Die Trainerin beobachtet den freundlichen Plausch aus der Distanz mit Unbehagen. Für den Iran ist Israel der Feind, ein Kontakt unerwünscht. Als die ehrgeizige Leila beginnt, mit exzellenter Kampftechnik und angetrieben von Maryam, die ersten Zweikämpfe auf der Matte für sich zu entscheiden, zeichnet sich bald ab, dass sie auf dem Weg zu einer Medaille womöglich bald gegen Shani wird antreten müssen. Das Regime in Teheran ist alarmiert und setzt die Trainerin vehement immer wieder telefonisch unter Druck, die Spitzensportlerin davon abzuhalten. Um eine mögliche Niederlage gegen den verhassten Nahost-Staat zu verhindern, soll Leila eine Verletzung vortäuschen und vor dem Wettkampf freiwillig ausscheiden. Eine Order, die bei Maryam lange verdrängte Erinnerungen an das Ende ihrer eigenen Sportlerinnenkarriere wachruft. Als sich Leila schließlich dem Befehl der Islamisten verweigert, steht damit nicht nur ihre Existenz auf dem Spiel, sondern auch das Wohl ihrer Familie zu Hause.

»Tatami« ist inspiriert von realen Sportler*innen aus dem Iran, die sich in den vergangenen Jahren mehrfach über Verbote des Mullah-Regimes hinwegsetzten und damit viel riskierten und ins Exil gehen mussten. Einige wurden später Teil eines Flüchtlings-Judoteams und traten bei Wettkämpfen an. Die Entstehungsgeschichte des Spielfilms selbst ist nicht minder spannend: Es ist die erste Produktion, bei der ein Israeli und eine Iranerin zusammen Regie führten. Der in Los Angeles lebende Guy Nattiv, dessen Porträt »Golda – Israels eiserne Lady« über die ehemalige Ministerpräsidentin Golda Meir Ende Mai in den deutschen Kinos anlief, hatte Zar Amir Ebrahimi, die als Hauptdarstellerin von »Holy Spider« 2022 auf dem Filmfest Cannes ausgezeichnet worden war, zunächst nur für die Rolle der Trainerin vorgesehen. Und ihr schließlich die Co-Regie angeboten, »Tatami« ist nun Zar Amir Ebrahimis Debüt als Regisseurin.

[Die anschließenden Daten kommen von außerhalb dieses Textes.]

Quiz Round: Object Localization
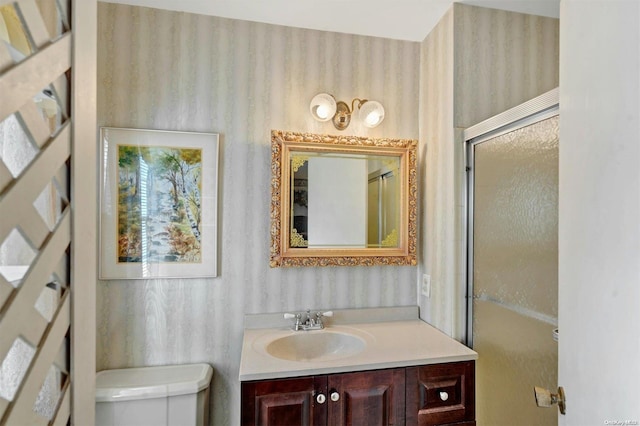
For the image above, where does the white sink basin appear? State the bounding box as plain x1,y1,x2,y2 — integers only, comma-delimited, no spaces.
265,330,366,362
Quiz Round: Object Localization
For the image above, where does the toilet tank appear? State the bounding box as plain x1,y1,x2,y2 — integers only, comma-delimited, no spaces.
96,364,213,426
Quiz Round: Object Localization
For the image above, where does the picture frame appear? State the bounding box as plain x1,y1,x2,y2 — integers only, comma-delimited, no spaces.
99,127,219,280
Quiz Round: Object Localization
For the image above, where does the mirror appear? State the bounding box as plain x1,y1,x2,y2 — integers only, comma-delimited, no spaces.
270,130,417,267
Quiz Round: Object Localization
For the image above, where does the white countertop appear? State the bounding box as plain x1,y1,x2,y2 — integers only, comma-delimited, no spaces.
240,307,478,381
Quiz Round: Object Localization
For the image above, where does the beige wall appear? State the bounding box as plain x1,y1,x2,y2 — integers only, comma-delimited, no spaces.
97,3,558,424
97,3,420,425
418,4,559,337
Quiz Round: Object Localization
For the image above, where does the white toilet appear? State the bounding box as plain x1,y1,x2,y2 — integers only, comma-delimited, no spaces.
96,364,213,426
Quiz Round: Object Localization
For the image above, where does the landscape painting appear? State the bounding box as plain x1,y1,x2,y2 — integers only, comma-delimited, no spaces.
100,127,218,279
117,145,202,262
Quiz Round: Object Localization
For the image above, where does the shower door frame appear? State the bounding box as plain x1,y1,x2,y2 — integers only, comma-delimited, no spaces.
463,88,560,348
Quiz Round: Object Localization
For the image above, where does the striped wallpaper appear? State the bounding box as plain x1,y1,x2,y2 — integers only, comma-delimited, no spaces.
97,3,420,425
97,3,558,425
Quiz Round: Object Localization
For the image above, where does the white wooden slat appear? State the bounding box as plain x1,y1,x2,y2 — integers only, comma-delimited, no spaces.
69,0,100,425
13,308,49,346
5,292,71,425
56,160,69,201
18,0,51,48
0,397,9,419
0,276,13,311
53,74,71,116
18,100,51,148
20,204,49,248
50,377,71,426
0,123,71,241
0,33,71,121
0,43,13,73
52,253,69,286
53,338,69,375
0,161,13,194
0,209,71,359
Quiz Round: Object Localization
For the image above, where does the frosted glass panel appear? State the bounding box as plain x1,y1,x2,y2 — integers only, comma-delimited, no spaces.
473,117,558,425
473,301,558,426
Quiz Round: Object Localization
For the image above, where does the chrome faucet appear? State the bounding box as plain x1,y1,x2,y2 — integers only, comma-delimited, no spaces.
284,309,333,331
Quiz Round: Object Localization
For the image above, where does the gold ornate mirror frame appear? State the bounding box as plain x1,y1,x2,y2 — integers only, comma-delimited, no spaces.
270,130,418,267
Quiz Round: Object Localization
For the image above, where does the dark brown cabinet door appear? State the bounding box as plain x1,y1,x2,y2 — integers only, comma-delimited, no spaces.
327,368,405,426
406,361,476,426
241,376,327,426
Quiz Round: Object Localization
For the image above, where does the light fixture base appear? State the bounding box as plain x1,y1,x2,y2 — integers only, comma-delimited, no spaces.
331,101,351,130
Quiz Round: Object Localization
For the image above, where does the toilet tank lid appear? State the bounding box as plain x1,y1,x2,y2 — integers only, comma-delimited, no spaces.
96,364,213,402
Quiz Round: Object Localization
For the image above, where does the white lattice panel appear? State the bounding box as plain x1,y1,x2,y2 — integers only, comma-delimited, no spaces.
0,0,72,425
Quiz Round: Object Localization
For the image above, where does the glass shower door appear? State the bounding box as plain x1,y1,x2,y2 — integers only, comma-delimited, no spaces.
468,115,558,426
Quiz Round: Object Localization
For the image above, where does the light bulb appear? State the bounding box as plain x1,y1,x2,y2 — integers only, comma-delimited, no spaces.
364,111,380,127
359,101,384,128
316,105,329,119
309,93,336,121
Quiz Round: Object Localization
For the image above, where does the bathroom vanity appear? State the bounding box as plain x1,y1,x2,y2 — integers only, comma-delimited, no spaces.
240,307,477,425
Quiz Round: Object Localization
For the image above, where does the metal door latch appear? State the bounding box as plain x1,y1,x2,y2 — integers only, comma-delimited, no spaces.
533,386,567,414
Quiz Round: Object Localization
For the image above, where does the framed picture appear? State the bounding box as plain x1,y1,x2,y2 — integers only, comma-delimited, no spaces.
99,127,218,279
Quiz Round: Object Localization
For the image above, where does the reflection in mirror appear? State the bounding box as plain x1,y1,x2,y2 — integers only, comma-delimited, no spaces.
270,130,417,267
290,152,400,248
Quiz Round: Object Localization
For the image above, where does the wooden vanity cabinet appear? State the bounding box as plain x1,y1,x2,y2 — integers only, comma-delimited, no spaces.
241,361,475,426
241,376,327,426
406,361,476,426
241,368,405,426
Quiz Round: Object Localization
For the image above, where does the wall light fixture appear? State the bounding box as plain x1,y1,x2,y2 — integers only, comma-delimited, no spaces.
309,93,384,130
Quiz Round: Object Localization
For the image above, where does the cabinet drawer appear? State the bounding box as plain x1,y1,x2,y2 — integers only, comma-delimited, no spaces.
407,362,475,426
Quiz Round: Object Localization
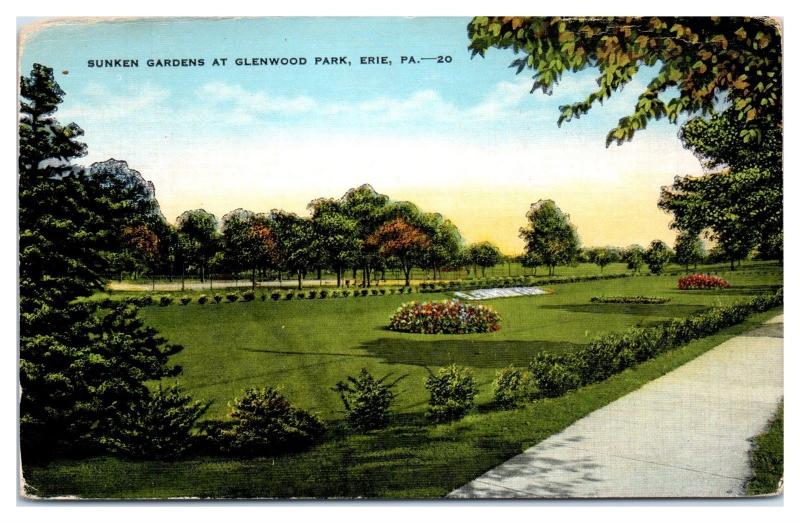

In klaustrophobischen Schwarz-Weiß-Bildern hält Kameramann Todd Martin den Mikrokosmos im Sportpalast von Tiflis wie ein Kammerspiel fest, unterstützt vom intensiven Score der deutschen Filmkomponistin Dascha Dauenhauer (»Berlin Alexanderplatz«). Dabei ist »Tatami« zugleich ein packendes Sportdrama mit rasant inszenierten Judokämpfen und ein politischer Thriller um strukturelle Unterdrückung, individuelle Freiheit und persönliche Verantwortung. 

Gerade im Sommer von Fußball-EM und Olympischen Spielen, angesichts von Konflikten im Nahen Osten und in der Ukraine sowie vor dem Hintergrund eines weltweit grassierenden Antisemitismus macht der Film einmal mehr deutlich, wie schwer sich Sport und Politik trennen lassen. Und wie wichtig eine klare Haltung ist, gerade jetzt. Die fast unmöglich scheinende Kollaboration eines israelisch-iranischen Regieduos stimmt da zumindest hoffnungsvoll, über alle Grabenkämpfe hinweg. 

Am Ende blicken Leila und Maryam erneut durch die Fenster eines Busses, wieder auf dem Weg zu einer Weltmeisterschaft. Doch diesmal unter ganz anderen Vorzeichen.